Practical guides to protect yourself, your family, and your business from AI-driven scams, deepfakes, and emerging cyber threats.
Dify is the software behind more than a million AI applications, and enterprises like Volvo, Maersk, Panasonic, and Thermo Fisher build on it. On June 22, 2026, researchers showed that anyone who registered a free account on Dify's cloud service could quietly reroute another company's chatbot conversations to themselves, reading every question users asked and every answer the model sent back.
No password was stolen and no malware was planted. The attacker simply switched on a feature that was meant to belong to someone else. That detail is the whole story, and it says something uncomfortable about where a company's most sensitive data now sits.
The work comes from Zafran Security, whose researchers Ido Shani and Gal Zaban documented four separate flaws, two of them rated critical, under the name DifyTap. Dify is an open-source LLMOps platform, meaning the plumbing teams use to build and run chatbots, retrieval systems, and AI workflows. It offers a multi-tenant cloud at cloud.dify.ai, where many organizations share one backend, and three of the four flaws let one tenant reach across that shared wall into another's data. Zafran also found tens of thousands of Dify instances exposed directly to the internet.

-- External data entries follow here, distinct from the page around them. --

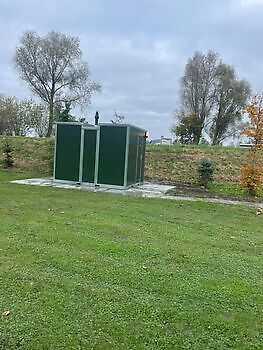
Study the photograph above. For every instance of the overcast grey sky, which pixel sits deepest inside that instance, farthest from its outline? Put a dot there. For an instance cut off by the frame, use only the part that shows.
(138, 49)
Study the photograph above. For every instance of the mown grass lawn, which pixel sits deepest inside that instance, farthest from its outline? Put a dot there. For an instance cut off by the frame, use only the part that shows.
(83, 270)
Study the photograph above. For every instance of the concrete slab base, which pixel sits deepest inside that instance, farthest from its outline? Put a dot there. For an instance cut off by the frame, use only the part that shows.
(147, 190)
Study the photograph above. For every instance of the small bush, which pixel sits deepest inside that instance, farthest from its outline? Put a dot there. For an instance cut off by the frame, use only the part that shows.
(8, 161)
(205, 171)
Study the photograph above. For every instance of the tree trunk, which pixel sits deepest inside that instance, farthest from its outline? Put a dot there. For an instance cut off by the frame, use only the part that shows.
(51, 118)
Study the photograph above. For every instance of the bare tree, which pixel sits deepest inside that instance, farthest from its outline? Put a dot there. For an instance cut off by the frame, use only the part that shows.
(197, 89)
(53, 69)
(230, 101)
(213, 96)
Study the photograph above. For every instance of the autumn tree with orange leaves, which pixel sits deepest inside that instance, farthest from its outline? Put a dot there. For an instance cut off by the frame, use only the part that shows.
(252, 170)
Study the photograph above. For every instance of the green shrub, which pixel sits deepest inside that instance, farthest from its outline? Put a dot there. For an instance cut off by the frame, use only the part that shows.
(205, 171)
(8, 161)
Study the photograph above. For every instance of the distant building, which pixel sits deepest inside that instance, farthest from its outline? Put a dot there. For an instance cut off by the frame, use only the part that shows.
(162, 141)
(246, 145)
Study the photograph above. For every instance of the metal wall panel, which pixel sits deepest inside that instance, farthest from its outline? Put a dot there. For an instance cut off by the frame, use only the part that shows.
(112, 155)
(89, 155)
(67, 152)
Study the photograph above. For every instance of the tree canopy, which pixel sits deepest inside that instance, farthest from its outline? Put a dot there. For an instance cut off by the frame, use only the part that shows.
(52, 67)
(212, 99)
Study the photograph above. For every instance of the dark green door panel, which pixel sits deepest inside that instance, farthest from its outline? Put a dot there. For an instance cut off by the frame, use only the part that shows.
(67, 152)
(112, 155)
(132, 160)
(89, 155)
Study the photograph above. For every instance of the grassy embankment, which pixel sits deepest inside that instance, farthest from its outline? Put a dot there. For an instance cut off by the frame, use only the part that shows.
(162, 163)
(82, 270)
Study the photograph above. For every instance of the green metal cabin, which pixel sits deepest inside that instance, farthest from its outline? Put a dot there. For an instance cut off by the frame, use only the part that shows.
(109, 155)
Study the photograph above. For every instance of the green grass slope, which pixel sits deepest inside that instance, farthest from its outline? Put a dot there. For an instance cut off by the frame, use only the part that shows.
(82, 270)
(179, 162)
(162, 163)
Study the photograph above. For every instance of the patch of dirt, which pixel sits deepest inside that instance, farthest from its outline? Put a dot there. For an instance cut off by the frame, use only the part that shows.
(190, 190)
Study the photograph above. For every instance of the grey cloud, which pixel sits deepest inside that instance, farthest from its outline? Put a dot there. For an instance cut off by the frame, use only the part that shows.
(138, 49)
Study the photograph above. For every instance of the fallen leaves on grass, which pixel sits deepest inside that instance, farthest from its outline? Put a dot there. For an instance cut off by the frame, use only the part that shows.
(259, 211)
(6, 313)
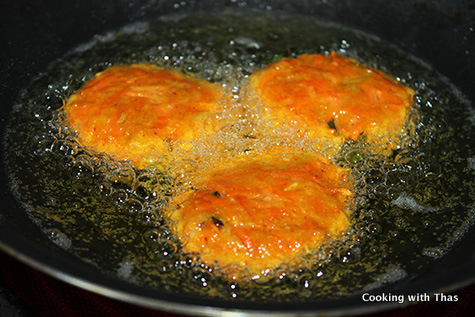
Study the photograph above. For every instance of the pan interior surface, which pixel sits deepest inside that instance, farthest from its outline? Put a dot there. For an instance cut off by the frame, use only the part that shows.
(410, 210)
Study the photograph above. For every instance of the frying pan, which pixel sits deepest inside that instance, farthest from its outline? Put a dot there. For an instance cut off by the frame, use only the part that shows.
(35, 33)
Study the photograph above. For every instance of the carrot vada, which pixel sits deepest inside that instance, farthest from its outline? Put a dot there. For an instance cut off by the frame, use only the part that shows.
(334, 98)
(137, 111)
(256, 214)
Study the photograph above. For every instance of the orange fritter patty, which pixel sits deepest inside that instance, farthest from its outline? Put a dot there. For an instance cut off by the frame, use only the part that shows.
(135, 112)
(259, 213)
(333, 97)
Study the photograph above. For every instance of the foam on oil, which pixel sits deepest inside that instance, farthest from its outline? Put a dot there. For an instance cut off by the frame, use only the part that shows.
(410, 208)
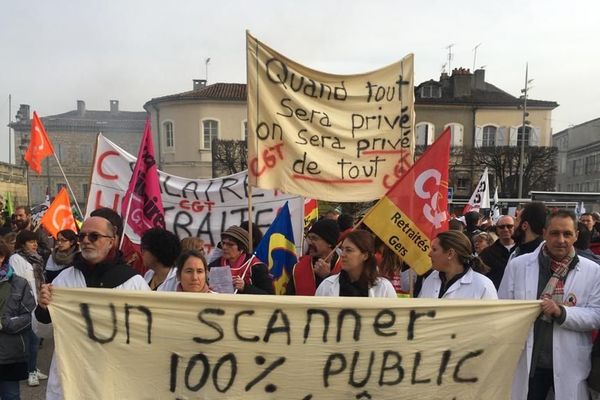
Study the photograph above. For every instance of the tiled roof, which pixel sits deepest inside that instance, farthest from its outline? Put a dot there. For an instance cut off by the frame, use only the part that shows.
(91, 120)
(216, 91)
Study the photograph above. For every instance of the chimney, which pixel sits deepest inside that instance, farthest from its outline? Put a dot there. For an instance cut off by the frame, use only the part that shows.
(23, 113)
(479, 80)
(199, 84)
(114, 106)
(462, 81)
(80, 107)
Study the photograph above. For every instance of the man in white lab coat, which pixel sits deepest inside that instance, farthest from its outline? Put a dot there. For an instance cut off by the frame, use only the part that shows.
(557, 352)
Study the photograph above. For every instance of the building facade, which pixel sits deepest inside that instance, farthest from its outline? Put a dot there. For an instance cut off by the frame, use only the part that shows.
(578, 163)
(187, 123)
(479, 115)
(73, 135)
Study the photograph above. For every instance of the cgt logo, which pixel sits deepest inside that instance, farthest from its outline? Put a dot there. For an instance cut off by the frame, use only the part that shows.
(431, 210)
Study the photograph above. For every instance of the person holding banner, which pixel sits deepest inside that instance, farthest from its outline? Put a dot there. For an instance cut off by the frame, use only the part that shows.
(65, 249)
(160, 249)
(191, 272)
(98, 266)
(250, 275)
(359, 276)
(558, 350)
(312, 268)
(457, 274)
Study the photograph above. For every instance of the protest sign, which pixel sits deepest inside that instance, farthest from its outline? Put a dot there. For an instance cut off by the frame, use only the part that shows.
(167, 345)
(342, 138)
(193, 207)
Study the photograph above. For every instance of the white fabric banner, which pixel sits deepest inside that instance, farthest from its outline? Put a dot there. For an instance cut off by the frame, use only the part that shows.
(193, 207)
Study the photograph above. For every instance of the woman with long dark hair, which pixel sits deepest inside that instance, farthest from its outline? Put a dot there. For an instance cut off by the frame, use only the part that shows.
(457, 273)
(359, 276)
(65, 248)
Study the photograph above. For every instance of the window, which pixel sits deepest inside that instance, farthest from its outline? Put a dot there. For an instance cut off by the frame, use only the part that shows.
(425, 132)
(431, 91)
(169, 138)
(210, 132)
(526, 137)
(85, 154)
(488, 138)
(456, 131)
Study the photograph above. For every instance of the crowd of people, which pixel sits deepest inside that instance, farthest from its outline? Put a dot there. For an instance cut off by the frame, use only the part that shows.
(536, 255)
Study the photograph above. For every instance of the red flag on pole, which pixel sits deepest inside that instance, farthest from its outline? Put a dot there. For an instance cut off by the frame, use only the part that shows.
(414, 210)
(40, 146)
(59, 215)
(142, 206)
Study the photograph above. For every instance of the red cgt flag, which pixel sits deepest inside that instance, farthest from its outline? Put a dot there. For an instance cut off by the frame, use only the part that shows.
(40, 146)
(59, 215)
(414, 210)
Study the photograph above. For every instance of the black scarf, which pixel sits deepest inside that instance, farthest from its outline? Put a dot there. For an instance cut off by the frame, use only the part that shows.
(352, 289)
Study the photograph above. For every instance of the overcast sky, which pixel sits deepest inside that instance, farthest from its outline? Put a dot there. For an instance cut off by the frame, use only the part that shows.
(53, 53)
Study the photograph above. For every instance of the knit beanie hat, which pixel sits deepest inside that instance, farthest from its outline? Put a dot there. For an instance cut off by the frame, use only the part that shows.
(238, 234)
(326, 229)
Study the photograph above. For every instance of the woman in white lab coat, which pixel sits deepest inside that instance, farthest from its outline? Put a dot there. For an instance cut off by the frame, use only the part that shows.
(457, 274)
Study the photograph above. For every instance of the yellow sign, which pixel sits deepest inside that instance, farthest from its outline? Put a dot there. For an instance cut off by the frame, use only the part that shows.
(329, 137)
(137, 345)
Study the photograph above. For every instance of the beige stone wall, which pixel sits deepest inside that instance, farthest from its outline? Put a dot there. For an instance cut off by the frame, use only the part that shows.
(513, 118)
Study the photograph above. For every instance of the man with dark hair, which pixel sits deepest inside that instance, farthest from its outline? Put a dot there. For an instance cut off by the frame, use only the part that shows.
(97, 266)
(312, 268)
(496, 256)
(472, 219)
(530, 228)
(557, 353)
(587, 219)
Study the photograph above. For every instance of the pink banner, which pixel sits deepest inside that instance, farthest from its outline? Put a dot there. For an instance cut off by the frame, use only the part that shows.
(142, 206)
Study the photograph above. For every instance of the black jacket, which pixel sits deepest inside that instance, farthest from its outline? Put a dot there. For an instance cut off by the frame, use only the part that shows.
(496, 257)
(16, 321)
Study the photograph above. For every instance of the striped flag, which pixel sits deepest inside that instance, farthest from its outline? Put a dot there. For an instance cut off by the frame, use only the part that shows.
(414, 210)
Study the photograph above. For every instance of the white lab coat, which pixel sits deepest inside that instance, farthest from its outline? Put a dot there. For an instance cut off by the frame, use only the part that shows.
(168, 285)
(331, 287)
(471, 285)
(73, 278)
(571, 341)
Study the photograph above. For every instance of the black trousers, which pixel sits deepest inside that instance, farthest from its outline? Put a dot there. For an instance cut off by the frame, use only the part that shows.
(540, 384)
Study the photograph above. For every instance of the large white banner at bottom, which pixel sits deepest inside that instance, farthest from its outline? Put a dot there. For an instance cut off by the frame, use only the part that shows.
(134, 345)
(193, 207)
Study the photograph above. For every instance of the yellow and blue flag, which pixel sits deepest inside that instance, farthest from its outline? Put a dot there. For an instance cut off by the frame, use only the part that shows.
(277, 249)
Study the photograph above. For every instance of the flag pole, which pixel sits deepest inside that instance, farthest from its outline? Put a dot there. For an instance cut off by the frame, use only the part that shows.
(67, 181)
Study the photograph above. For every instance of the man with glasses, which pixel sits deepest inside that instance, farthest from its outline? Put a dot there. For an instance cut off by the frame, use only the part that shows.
(496, 256)
(99, 265)
(314, 267)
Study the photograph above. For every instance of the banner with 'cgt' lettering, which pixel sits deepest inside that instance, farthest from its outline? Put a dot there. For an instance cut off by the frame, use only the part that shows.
(331, 137)
(165, 345)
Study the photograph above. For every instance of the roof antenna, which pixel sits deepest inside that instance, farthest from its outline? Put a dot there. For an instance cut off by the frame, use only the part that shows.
(450, 56)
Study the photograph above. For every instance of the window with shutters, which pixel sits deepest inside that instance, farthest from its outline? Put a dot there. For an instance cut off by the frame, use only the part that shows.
(488, 136)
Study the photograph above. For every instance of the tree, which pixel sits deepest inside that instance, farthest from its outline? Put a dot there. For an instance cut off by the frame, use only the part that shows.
(539, 169)
(229, 157)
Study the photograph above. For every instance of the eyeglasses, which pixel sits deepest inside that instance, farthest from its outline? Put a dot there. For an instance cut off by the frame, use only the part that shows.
(92, 236)
(507, 226)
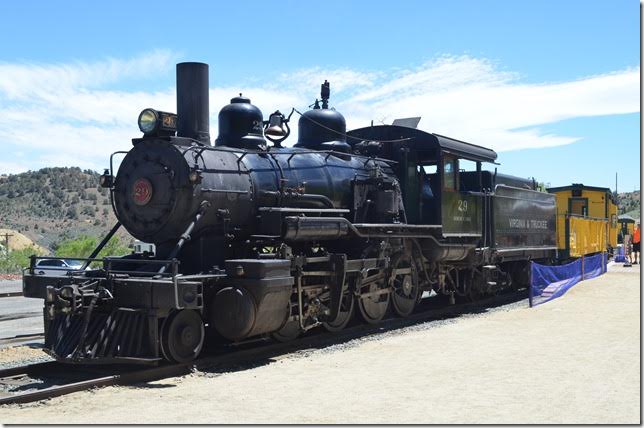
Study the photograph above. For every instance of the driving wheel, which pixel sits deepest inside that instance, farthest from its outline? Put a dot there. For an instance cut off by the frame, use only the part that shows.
(405, 285)
(374, 302)
(182, 336)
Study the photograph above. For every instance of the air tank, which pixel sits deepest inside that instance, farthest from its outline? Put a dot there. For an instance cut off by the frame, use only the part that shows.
(241, 125)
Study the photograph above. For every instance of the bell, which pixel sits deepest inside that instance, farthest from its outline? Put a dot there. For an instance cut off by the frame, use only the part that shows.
(275, 125)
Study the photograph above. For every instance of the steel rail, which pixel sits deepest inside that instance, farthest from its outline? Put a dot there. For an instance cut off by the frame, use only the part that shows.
(242, 354)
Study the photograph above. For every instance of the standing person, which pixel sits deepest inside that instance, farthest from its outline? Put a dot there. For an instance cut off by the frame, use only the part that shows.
(636, 242)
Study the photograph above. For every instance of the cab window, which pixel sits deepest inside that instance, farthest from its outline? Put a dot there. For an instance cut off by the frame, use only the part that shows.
(450, 169)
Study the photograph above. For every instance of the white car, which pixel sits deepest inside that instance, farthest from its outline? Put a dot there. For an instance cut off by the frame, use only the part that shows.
(56, 266)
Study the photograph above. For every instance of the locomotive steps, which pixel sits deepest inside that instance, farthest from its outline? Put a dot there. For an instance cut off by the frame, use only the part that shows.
(51, 379)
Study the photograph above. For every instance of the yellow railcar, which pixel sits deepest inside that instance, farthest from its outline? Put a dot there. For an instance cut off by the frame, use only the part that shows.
(626, 226)
(586, 219)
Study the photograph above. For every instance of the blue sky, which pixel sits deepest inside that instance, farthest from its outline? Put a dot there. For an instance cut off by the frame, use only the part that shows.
(553, 86)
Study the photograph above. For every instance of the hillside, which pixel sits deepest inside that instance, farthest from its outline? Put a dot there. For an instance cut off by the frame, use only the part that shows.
(629, 203)
(54, 204)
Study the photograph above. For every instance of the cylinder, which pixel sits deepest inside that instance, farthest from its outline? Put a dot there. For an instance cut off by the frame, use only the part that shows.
(192, 101)
(313, 229)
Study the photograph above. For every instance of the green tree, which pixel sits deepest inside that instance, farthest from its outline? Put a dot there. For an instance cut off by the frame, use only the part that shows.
(16, 260)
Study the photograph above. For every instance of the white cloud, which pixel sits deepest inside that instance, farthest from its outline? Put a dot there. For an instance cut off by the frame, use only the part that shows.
(78, 113)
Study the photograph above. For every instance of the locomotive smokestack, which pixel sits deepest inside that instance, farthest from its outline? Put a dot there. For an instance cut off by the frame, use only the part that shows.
(192, 101)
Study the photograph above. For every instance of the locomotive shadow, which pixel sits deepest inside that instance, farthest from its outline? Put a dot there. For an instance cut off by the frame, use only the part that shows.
(430, 310)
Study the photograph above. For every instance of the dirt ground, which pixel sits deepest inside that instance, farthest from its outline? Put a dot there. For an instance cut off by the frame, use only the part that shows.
(573, 360)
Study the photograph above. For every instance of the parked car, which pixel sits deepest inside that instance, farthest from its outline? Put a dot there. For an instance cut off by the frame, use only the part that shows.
(56, 266)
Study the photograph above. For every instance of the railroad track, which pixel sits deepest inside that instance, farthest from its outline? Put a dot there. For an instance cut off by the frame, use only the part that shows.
(52, 379)
(21, 338)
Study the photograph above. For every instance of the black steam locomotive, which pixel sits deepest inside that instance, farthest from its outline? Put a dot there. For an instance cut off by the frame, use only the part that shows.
(257, 239)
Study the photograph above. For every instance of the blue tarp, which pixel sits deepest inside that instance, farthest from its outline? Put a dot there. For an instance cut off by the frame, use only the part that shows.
(550, 282)
(619, 256)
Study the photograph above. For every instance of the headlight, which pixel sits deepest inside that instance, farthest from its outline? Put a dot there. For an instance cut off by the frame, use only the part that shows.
(148, 120)
(154, 122)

The most serious flaw, tracked as CVE-2026-41947 (rated 9.1 out of 10), abuses a monitoring feature called tracing. Tracing is meant to let you pipe your own app's conversation logs to an outside analytics provider so you can watch performance, and those logs hold the actual prompts and model replies. Dify never checked that the person enabling tracing on an app was the person who owned it. An attacker only needed the app's internal ID, which Dify hands out in plain sight to anyone who opens the app as an ordinary user. With it, they could point a victim app's entire conversation stream at their own analytics account. Picture filing a change-of-address form on someone else's mailbox: every future message now arrives at your door, and the owner notices nothing.
The exposure is broad: private chat histories and uploaded files belonging to customers of a platform that runs a million applications, much of it reachable by anyone willing to fill in a signup form. There is no public sign the flaws were exploited before the fix, and three of the four were patched in version 1.14.2 in May 2026. The reason to carry this into your own planning is the blind spot it exposes. People paste their rawest material into chatbots: contract clauses, customer records, source code, half-formed strategy. If your team stood up an internal assistant on a shared AI platform this year, the transcript of every one of those conversations sits in that platform's database, and the only thing keeping it apart from the next tenant's data is a set of authorization checks scattered across dozens of internal endpoints. DifyTap is what one missing check looks like. The tracing attack is the quiet one, because it does not break in once and leave. It sets up a standing feed, so the wiretap keeps running until somebody thinks to look for it. Expect more of this. Zafran found a near-identical class of bug in another AI framework only weeks earlier, and the hard problem underneath, keeping tenants isolated inside fast-moving AI infrastructure, is the same one that took cloud computing fifteen years to get right.
DifyTap needed no clever exploit. It needed a free account and a setting that trusted the wrong person. As organizations rush to build on shared AI platforms, the conversations and documents they feed those platforms become the new crown jewels, and the walls between one customer and the next are younger and thinner than the ones around a traditional database. Bring one question to your next review: if a stranger signed up on the same AI platform your team builds on, what stops them from reading what your chatbot was told today?